'n Abend Matthias,
1996 kam recht überraschend, zumindest in seiner Härte und Ausdauer. Vor allem aber, wenn man die nordhemisphärischen Karten - insbesondere 500 hPa - nicht kannte. Der große Unterschied zu heute ist gravierend!
Schon am 12. Dezember 1996 herrschte ein klar meridionales Muster vor mit weit nach Norden (Grönland) gerichteten Höhenkeil, schwachen Luftdruckgegensätzen über Europa und tiefem Geopotential über Nordrußland. Über Nordamerika war nicht sonderlich niedriges Geopotential zu finden.
Dies ganz im Gegensatz zu heute (12. Dezember 2005). Das tiefste Geopotential reicht als Band von Nordamerika nach Grönland und verbindet sich im Osten mit einem schwächeren Zentrum über Nordskandinavien. Von kleinen Höhentiefs abgesehen hohes Geopotential im gesamten mittleren und südlichen Bereich, besonders konzentriert westlich der Britischen Inseln. Man kann mit Fug und Recht von einer sehr nördlichen Westlage schwächerer Ausprägung sprechen.
1996 bewegte sich das Kältezentrum in der Höhe weiter nach Skandinavien und ein schwaches Abtropfen über dem Atlantik ließ uns vorübergehend in eine Südwestlage geraten. Das Hauptzentrum niedrigen Geopotentiales waberte aber weiter zwischen Skandinavien und Nordrußland, weshalb sich eine klassische Luftmassengrenze mit stärkerer und damit eindeutig nach Süden dringender kalter Seite ausbilden konnte, so daß am 19. Dezember die kalte Phase eingeleitet werden konnte. Nur schwach ausgeprägtes tiefes Geopotential war weiterhin über Nordamerika zu finden. Natürlich hätte die Sache auch schief gehen können, nämlich dann, wenn nicht nur ein kleines Höhentief sondern der Hauptteil auf den Atlantik gewandert wäre. (Wie Mitte Dezember 1987, aber da lag eben auch in Richtung Amerika weit niedrigeres Geopotential bereit.) Aber genau solche Lagen bergen enorme Überraschungen.
Fortan sammelte sich im gesamten Nordostbereich immer mehr Kaltluft, welche Schubweise nach Mitteleuropa vordrang. Höhepunkt war ein schneebringender Kaltlufttropfen zum Jahresende.

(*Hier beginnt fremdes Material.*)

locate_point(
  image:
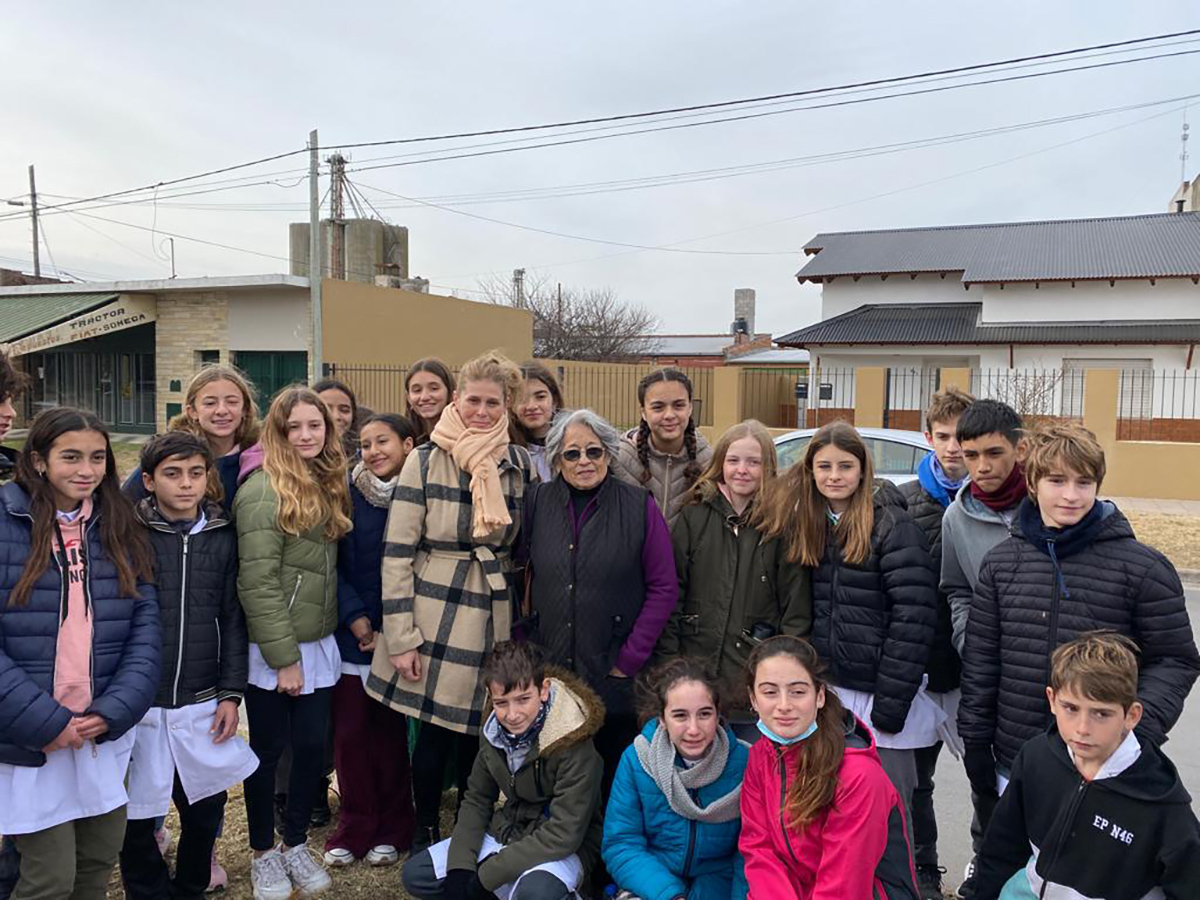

Dieses Jahr aber ist solch ein Überraschungseffekt nicht gegeben. Statt eines luftmassengrenzenfördernden Atlantiktiefs als Gegenstück zur großen nordosteuropäischen Kälte lagert ein mächtiges Atlantikhoch bis in alle Höhen westlich der Britischen Inseln. Zwar wandert nun auch das tiefe Geopotential unter Konzentrierung nach Skandinavien. Aufgrund des Atlantikhochs ist aber nur eine Nordwestlage möglich. Die Luftmassen müssen über die noch recht milde Nordsee und sind dadurch erheblich harmloser, ja, oberhalb von -7°C bis -8°C in 850 hPa überhaupt nicht flachlandwintertauglich (oder nur gut für Schneeintermezzi vor der nächsten Warmfront).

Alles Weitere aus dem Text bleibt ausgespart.